Robustness via Cross-Domain Ensembles

Overview

Robustness via Cross-Domain Ensembles [ICCV 2021, Oral]

This repository contains tools for training and evaluating:

for the paper: Robustness via Cross-Domain Ensembles.

Above: An overview of the proposed method for creating a robust and diverse ensemble of predictions. A set of networks predict a target domain (surface normals) given an input image that has undergone an unknown distribution shift (JPEG compression degradation), via K middle domains (e.g. 2D texture edges, low-pass filtering, greyscale image, emboss filtering, etc). The prediction by each of the K paths are then merged into one final strong prediction using weights that are based on the uncertainty associated with each prediction. This method is shown to be significantly robust against adversarial and non-adversarial distribution shifts. In the figure above, solid and dashed arrows represent learned and analytical functions, respectively.

Table of Contents

Introduction

Robustness problem in neural networks: Neural networks deployed in the real-world will encounter data with naturally occurring distortions, e.g. motion blur, brightness changes, etc. Such changes make up shifts from the training data distribution. While neural networks are able to learn complex functions in-distribution, their predictions are deemed unreliable under such shifts, i.e. they are not robust. This presents a core challenge that needs to be solved for these models to be useful in the real-world.

Why do we need robust predictions? Suppose we want to learn a mapping from an input domain, e.g. RGB images, to a target domain, e.g. surface normals (see above figure). A common approach is to learn this mapping with a direct path, i.e. RGB → surface normals. Since this path directly operates on the input domain, it is prone to being affected by any slight alterations in the RGB image, e.g. brightness changes.

How do we obtain robust predictions? An alternative can be to go through a middle domain that is invariant to that change. For example, the surface normals predicted via the RGB → 2D edges → surface normals path will be resilient to brightness distortions in the input as the 2D edges domain abstracts that away. However, the distortions that a model may encounter are broad and unknown ahead of time, and some middle domains can be too lossy for certain downstream predictions. These issues can be mitigated by employing an ensemble of predictions made via a diverse set of middle domains and merging their (relatively weaker) predictions into one (stronger) output on-the-fly.

Middle and target domains

For the paper, we programmatically extracted the following middle domains from the RGB input (no learning, implementations are provided here):

Emboss         Greyscale               Sobel Edges            Laplace Edges         
Wavelet        Low-pass Filtered       Sharpened

A visualization of these middle domains for an RGB image can be seen below.

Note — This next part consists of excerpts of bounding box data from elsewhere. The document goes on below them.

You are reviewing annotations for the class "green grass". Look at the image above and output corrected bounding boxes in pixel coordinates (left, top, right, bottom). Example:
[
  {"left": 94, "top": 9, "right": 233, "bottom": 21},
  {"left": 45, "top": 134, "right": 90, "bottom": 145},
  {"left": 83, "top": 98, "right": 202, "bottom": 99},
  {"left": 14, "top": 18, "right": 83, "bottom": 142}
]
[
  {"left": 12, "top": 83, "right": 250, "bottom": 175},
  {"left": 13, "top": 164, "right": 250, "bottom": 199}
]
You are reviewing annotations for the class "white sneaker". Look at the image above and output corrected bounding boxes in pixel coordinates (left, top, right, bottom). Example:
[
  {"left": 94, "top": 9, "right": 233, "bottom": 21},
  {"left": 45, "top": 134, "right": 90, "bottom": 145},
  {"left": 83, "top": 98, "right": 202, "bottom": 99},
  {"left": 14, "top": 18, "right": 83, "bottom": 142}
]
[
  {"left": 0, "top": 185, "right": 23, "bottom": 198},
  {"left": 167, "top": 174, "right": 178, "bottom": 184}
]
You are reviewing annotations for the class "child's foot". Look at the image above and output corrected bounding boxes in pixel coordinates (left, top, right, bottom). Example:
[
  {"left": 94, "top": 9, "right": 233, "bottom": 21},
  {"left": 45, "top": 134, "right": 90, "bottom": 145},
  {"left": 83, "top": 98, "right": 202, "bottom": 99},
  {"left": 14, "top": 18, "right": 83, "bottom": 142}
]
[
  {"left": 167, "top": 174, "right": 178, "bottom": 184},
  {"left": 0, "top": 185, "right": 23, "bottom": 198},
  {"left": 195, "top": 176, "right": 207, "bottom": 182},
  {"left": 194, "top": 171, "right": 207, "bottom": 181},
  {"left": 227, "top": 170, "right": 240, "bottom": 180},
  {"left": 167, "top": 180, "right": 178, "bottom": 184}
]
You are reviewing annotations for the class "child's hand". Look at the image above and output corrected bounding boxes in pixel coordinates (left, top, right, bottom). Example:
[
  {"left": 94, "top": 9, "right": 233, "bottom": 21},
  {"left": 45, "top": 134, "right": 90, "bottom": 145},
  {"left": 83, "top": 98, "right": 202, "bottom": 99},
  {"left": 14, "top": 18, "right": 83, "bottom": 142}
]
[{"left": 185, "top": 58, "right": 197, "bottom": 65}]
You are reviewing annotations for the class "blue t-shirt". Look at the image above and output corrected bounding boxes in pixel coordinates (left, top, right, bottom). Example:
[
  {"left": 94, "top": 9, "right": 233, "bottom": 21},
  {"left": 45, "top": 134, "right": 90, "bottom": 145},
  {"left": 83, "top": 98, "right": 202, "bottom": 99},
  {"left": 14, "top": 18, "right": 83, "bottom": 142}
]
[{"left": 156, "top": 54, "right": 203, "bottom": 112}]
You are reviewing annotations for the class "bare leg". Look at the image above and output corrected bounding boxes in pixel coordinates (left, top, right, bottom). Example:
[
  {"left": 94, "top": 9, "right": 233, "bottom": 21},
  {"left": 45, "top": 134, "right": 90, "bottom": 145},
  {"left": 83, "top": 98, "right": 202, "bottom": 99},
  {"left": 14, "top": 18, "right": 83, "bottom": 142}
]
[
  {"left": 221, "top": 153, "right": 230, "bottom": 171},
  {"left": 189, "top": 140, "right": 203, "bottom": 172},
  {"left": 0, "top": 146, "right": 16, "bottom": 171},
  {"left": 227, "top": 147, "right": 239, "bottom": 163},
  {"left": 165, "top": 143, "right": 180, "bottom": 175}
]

RGB Emboss Greyscale Sobel Edges
Laplace Edges Wavelet Low-pass Filtered Sharpened

For target domains, we use the followings from the Taskonomy dataset:

Surface Normals          Depth (Z-Buffer)            Reshading

A visualization of target domains for an RGB image can be seen below.

RGB Surface Normals Depth (Z-Buffer) Reshading

Quickstart

Download the trained networks

If you haven't yet, then download the pretrained models. Models used for the demo can be downloaded with the following command:

sh ./tools/download_models.sh

This downloads the single UNet baseline, deep ensembles, and cross-domain ensembles models for normal, reshading and depth_zbuffer targets (14GB) to a folder called ./models/. Individual models can be downloaded here.

Run a model on your own (clean) image

To run the trained model of a task on a specific image:

python demo.py --task $TASK --img_path $PATH_TO_IMAGE_OR_FOLDER --output_path $PATH_TO_SAVE_OUTPUT

The --task flag specifies the target task for the input image, which should be either normal, reshading or depth_zbuffer.

To run the script for a normal target on the example image:

python demo.py --task normal --img_path assets/test.png --output_path assets/

It returns the output prediction (test_normal_ours_mean.png) and the associated uncertainty (test_normal_ours_sig.png) for the proposed method as well as the single UNet baseline and deep ensembles.

Distorted data

You can also apply distortion to your input from Common Corruptions to see how well the models handle the distribution shift.

python demo.py --task $TASK --img_path $PATH_TO_IMAGE_OR_FOLDER --output_path $PATH_TO_SAVE_OUTPUT --distortion $DISTORTION_NAME --severity $SEVERITY_LEVEL
  • The argument --distortion can be set to one of the followings:
'shot_noise', 'speckle_noise', 'impulse_noise', 'defocus_blur', 'contrast', 'brightness','saturate', 'jpeg_compression', 'pixelate', 'spatter', 'glass_blur', 'gaussian_noise', 'gaussian_blur'
  • The argument --severity can be set from 1 to 5 to change the severity of the applied distortion.

Example with pixelate distortion at severity 2:

python demo.py --task normal --img_path assets/test.png --output_path assets/ --distortion 'pixelate' --severity 2
Test image (distorted) Baseline Deep ensembles Ours
Prediction
  Uncertainty

The distorted input is also saved as distorted_input.png in the output folder.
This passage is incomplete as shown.